While some classes are conducted in the detention facility, with only one teacher and a vast range of abilities and learning levels, few inmates get individual attention and it is difficult to cater to everyone’s educational needs. Therefore I feel that the one on one work that we do is invaluable in that it is the only time that inmates get individual attention. Many of the inmates are extremely gifted, but often have simply not had the opportunity to fulfill their potential in a poor school system and/or an impoverished upbringing. Many are immigrants, and have never learnt English properly, which is a major hindrance to their ability to succeed in America. Without a basic grasp of the English language or a high school diploma, I can understand why many of these individuals have made choices that may not have been the most beneficial for them at the time.
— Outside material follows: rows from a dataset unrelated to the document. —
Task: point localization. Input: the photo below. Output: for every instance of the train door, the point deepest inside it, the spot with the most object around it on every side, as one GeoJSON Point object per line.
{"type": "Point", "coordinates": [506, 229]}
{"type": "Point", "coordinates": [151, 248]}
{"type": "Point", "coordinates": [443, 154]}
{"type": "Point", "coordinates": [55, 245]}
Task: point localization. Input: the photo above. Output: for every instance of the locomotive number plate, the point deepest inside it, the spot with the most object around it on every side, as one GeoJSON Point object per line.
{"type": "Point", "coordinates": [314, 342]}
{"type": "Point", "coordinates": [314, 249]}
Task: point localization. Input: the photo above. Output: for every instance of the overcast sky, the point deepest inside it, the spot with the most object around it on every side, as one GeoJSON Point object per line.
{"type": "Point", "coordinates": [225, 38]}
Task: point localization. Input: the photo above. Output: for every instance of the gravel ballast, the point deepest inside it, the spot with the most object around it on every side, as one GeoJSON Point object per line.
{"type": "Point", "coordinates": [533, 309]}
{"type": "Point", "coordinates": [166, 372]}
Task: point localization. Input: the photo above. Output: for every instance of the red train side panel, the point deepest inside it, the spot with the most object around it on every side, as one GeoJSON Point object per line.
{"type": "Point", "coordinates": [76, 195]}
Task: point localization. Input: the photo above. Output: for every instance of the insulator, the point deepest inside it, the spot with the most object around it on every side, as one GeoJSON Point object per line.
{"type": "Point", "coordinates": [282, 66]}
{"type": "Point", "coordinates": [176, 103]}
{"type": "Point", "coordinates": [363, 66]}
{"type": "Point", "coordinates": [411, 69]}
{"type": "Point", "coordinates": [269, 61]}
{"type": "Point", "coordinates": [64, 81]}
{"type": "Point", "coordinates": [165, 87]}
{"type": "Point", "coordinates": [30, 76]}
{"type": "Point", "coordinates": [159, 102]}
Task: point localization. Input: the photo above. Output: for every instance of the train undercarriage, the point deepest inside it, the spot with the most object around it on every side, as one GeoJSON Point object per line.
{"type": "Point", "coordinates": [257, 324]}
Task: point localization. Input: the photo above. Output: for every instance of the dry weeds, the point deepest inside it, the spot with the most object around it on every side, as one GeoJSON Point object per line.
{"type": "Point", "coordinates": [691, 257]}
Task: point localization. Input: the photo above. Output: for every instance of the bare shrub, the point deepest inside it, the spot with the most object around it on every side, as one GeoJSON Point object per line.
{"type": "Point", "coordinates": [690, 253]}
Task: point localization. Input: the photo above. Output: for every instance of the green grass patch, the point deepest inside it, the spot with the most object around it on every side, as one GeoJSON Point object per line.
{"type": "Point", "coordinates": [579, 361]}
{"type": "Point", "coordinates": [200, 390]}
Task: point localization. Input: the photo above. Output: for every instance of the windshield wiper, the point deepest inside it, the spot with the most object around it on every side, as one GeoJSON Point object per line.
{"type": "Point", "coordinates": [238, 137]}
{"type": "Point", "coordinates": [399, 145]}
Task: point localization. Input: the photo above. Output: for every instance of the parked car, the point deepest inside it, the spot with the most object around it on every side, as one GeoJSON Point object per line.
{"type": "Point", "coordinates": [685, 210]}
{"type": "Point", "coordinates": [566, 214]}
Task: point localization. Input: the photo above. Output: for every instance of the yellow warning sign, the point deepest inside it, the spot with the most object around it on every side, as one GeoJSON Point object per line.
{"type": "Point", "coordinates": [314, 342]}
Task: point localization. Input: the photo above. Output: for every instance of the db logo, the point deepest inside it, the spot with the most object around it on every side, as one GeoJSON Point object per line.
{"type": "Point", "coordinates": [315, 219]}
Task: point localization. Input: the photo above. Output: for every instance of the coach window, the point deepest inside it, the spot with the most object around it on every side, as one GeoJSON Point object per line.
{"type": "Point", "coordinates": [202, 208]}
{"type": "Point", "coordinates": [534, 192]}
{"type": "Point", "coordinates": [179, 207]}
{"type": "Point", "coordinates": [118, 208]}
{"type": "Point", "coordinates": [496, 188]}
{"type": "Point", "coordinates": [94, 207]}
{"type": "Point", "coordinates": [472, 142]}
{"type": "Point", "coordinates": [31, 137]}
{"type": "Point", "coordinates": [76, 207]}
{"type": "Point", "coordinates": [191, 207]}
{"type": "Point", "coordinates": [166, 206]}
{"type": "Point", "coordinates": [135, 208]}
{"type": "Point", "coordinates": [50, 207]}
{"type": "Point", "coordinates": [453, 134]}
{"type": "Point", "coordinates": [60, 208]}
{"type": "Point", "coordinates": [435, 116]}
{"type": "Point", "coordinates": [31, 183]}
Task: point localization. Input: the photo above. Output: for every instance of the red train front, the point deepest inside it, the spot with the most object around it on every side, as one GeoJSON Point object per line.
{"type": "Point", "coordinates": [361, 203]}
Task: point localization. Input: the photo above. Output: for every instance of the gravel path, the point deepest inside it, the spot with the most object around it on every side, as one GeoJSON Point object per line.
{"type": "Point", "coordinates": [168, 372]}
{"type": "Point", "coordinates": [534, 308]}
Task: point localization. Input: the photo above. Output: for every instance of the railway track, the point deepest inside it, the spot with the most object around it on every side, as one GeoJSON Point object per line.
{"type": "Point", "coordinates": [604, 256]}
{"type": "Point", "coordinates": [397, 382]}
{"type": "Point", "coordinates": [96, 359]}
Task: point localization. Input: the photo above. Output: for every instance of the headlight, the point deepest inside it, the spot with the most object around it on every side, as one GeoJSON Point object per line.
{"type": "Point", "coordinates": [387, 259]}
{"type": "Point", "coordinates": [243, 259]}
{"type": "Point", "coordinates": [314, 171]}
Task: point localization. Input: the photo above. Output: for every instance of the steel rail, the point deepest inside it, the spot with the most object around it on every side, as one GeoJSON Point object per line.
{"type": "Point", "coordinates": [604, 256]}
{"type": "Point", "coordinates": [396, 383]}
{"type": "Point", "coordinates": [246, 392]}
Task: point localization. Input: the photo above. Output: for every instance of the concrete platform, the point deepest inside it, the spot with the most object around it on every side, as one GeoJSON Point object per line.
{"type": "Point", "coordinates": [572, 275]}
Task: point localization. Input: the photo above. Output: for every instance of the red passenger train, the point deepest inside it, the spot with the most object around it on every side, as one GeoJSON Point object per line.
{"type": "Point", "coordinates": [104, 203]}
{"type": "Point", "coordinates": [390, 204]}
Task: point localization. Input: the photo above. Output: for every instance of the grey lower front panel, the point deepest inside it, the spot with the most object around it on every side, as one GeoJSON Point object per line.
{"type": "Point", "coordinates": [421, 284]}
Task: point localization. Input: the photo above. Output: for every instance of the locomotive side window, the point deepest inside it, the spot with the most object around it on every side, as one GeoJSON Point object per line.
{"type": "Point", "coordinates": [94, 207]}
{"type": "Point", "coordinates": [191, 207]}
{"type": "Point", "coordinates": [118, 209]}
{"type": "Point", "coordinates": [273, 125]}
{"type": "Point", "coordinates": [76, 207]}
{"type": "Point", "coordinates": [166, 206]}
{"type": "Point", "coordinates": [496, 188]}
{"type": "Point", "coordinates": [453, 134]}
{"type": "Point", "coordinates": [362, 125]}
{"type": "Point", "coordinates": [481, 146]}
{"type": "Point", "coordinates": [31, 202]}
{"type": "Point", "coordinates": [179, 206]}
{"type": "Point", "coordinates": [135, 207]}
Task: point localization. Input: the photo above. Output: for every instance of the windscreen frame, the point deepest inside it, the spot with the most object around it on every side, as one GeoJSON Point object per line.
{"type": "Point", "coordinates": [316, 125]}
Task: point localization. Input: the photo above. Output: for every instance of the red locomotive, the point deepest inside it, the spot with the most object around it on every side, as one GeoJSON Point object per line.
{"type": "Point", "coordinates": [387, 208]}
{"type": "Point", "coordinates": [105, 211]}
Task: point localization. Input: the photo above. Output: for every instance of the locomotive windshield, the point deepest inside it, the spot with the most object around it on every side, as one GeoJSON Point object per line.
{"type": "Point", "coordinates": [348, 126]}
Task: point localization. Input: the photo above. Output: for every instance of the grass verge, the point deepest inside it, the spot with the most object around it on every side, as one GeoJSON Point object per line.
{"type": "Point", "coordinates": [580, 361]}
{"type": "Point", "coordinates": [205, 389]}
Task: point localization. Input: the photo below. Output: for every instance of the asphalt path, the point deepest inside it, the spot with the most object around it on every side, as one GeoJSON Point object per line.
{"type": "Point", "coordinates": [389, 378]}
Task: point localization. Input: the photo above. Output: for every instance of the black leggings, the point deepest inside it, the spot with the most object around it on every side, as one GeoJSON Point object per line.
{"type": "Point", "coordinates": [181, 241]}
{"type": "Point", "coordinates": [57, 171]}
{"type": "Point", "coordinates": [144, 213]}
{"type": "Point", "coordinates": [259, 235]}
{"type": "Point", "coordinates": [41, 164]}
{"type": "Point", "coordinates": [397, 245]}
Working with the program has given me a greater insight into what I see as a fundamentally vicious cycle of crime for many of America's under privileged youth and immigrants in particular.

Ultimately, my hope is that prison does not have to be the end of the incarcerated’s opportunities in life to better themselves and develop their life goals. Shouldn't prison give the condemned the opportunity to change their behaviors, enhance their skill sets and thus their lives? Working with the incarcerated has been endlessly rewarding, and I hope to continue to be involved with different types of outreach to prisons in the coming years.

1 comment:

leslie tourneville said...

Thank you Katherine for showing us this amazing program and the power of compassion. Seriously, who cares for the wrong doers? Don’t they have what they deserve for their evil acts being in prison? No they don’t. No human being deserves a punishment which in the end forbids him/her to reintegrate into society. No man or woman deserves not to be given the chance to redeem himself/herself. Yet prison means too often the entrance into a spiral of violence because all the doors shut up in front of you: you are not trusted, not loved, not cared for. Stuck into your past. Imprisoned into your past.
Katherine, you had the courage to think that these people do not deserve this psychological prison which is worse than the solid one. You give them the chance to show that they are able of the best, just as they might have been able of the worst. As Gandhi or Martin Luther King advice, you have the intelligence and the compassion necessary to understand that WE CAN DIFFERENCIATE A PERSON FROM HIS/HER DEEDS. People like you make the world advance. Thank you very much.